Now walk over to your dog with a handful of the high - valued treats in your hand . Show him your treats; say your cue word quietly at first, turn , and then take three – five steps away from him, but watch over your shoulder so you can see his movement. The instant he starts to move toward you, say, “Good dog,” and drop 3 – 4 treats right in front of your feet.
While he is eating those treats, quickly turn and step in another direction. Say your cue word a little louder this time while he is eating the first treats and say, “Good dog,” just as he moves toward you. Do this 5 - 10 times, but on the final trial , drop the treats on the floor, and say, “All done.”
Take a little break then come back and do a few more of the same exercise , but don’t show your dog the treats this time, just say your cue word and move away. Do this in different areas of the house so your dog learns that you might make this game happen anywhere. Each time you work with your dog, vary the number of times and steps you take from your dog so there is no pattern to any of this
It is very important that you don’t become predictable. You wouldn’t want to teach your dog that ,only after you go into the kitchen and get the treats are you are going to play this game or, that you always take four steps from him . You want to surprise him with this, very much as in real life.
You might have to use this emergency recall to get him away from a diversion, so practice when he is slightly distracted early on, then build using your emergency recall during greater distractions.
You can avoid the predictability by keeping food rewards where you can quickly grab them. Canned cheese works well for this, or other nonperishable foods such as jerky.
As your dog becomes familiar with this first part, start to raise the volume of your voice, (such as what you might do if you were in a panic), so if you do need to use your emergency recall during a crisis, your dog will not be frightened if you happen to yell your recall word. Raise the volume of your voice slowly - a little louder with each practice.
Adding more movement to the game: After you have spent a week or two doing these first steps, 5 - 10 times each day , you can start adding more movement to the exercise. Say your cue, then run or move quickly 10 - 15 steps away from your dog so he has to catch up with you to get his reward and his, “Good dog ”.
Most dogs love to chase after us, especially when there is a Powerful reward for doing so. Chasing you will make it that much more rewarding for your dog. It is important to do many repetitions at this level and once you see that your dog is following you all over; you can add more distance and start to play some hide – n - seek games with him.
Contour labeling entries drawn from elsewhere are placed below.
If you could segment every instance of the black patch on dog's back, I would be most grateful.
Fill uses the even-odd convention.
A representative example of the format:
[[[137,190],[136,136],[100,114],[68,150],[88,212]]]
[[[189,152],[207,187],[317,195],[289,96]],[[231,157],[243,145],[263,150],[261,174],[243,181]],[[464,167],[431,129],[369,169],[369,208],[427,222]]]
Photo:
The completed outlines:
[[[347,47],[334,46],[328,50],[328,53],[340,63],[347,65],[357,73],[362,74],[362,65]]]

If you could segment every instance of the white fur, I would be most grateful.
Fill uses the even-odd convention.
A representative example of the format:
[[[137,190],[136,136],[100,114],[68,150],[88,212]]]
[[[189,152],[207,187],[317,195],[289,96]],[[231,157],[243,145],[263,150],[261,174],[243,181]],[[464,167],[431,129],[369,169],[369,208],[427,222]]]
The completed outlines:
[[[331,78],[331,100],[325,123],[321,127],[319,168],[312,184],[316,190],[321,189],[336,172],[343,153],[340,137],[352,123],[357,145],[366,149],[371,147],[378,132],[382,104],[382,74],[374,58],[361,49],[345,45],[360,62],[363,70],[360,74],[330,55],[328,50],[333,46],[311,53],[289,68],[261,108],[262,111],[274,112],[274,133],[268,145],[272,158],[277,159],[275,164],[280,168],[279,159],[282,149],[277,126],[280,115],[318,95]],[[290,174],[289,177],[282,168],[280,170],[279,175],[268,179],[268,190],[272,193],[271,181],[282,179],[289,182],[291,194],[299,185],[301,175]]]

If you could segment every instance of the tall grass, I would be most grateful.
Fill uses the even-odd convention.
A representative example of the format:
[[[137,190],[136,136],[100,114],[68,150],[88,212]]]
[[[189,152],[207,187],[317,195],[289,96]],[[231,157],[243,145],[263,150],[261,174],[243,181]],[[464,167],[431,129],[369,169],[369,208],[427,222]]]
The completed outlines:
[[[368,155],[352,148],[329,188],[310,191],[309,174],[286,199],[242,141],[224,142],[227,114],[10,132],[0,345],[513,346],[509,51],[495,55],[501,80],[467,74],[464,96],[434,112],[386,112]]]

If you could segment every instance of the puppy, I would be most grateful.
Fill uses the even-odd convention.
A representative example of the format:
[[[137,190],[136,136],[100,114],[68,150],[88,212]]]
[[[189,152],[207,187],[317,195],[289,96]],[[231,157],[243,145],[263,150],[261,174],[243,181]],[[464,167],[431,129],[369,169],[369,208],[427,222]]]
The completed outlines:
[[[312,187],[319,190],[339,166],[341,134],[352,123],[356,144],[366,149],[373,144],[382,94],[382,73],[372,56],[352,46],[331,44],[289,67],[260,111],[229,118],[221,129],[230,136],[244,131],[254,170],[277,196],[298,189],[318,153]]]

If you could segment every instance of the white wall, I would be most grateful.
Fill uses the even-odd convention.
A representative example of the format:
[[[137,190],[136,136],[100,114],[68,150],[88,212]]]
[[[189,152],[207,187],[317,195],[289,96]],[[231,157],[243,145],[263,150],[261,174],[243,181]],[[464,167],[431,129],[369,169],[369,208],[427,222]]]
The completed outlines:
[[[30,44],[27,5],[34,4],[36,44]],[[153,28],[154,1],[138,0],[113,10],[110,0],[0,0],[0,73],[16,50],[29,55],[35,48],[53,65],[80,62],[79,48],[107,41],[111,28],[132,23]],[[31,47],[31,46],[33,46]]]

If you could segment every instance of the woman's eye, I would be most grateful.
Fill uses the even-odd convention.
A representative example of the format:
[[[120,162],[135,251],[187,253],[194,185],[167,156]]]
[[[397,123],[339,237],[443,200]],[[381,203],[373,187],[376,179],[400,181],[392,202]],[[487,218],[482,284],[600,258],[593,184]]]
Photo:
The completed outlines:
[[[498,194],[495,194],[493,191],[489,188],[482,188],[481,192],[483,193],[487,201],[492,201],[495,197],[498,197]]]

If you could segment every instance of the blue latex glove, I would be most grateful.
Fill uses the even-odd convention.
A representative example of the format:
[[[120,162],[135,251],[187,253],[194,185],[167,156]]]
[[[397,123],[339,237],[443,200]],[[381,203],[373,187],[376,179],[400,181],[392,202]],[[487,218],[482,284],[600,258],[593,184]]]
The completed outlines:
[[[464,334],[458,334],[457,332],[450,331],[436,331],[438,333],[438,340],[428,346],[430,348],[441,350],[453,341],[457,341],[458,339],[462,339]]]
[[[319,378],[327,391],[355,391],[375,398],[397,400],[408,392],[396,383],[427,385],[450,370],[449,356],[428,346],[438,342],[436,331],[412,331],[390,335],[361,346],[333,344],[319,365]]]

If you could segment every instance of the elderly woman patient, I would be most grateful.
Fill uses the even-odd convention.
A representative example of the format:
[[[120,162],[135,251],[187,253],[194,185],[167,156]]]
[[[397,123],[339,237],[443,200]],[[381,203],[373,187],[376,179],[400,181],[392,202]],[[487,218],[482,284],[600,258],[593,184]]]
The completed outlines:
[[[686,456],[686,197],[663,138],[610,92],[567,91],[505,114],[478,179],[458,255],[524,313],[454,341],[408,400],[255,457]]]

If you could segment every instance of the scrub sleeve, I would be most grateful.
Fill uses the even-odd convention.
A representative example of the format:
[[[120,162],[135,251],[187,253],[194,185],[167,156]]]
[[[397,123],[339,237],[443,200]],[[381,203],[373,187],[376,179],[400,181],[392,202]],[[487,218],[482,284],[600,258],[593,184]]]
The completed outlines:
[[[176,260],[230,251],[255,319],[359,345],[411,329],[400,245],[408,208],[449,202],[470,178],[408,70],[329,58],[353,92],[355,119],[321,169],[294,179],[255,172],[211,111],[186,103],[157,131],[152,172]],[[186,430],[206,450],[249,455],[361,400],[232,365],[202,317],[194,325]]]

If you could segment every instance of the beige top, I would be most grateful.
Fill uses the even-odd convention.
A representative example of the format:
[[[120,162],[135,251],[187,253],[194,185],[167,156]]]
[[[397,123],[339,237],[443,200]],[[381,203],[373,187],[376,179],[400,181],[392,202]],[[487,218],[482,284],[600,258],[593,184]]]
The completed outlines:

When your dog is not looking, hide (but not too hard at first) say your emergency cue, and when your dog finds you, have a party with lots of praise, treats, tug , or what ever else you think might make a strong impact on your dog.
Spend two – three weeks on this part, and then you can start to practice with a long - line leash that allows your dog to go out the front door for a little distance, but is still secured by the long leash. You will practice calling your dog back in to the house. The rewards for this should be the most valuable of all.
After a few weeks of this training, you should have a dog that responds very fast to your recall cue. If you find you are still having trouble, you should contact a positive reinforcement trainer that can come to your home and help you with fine - tuning the process.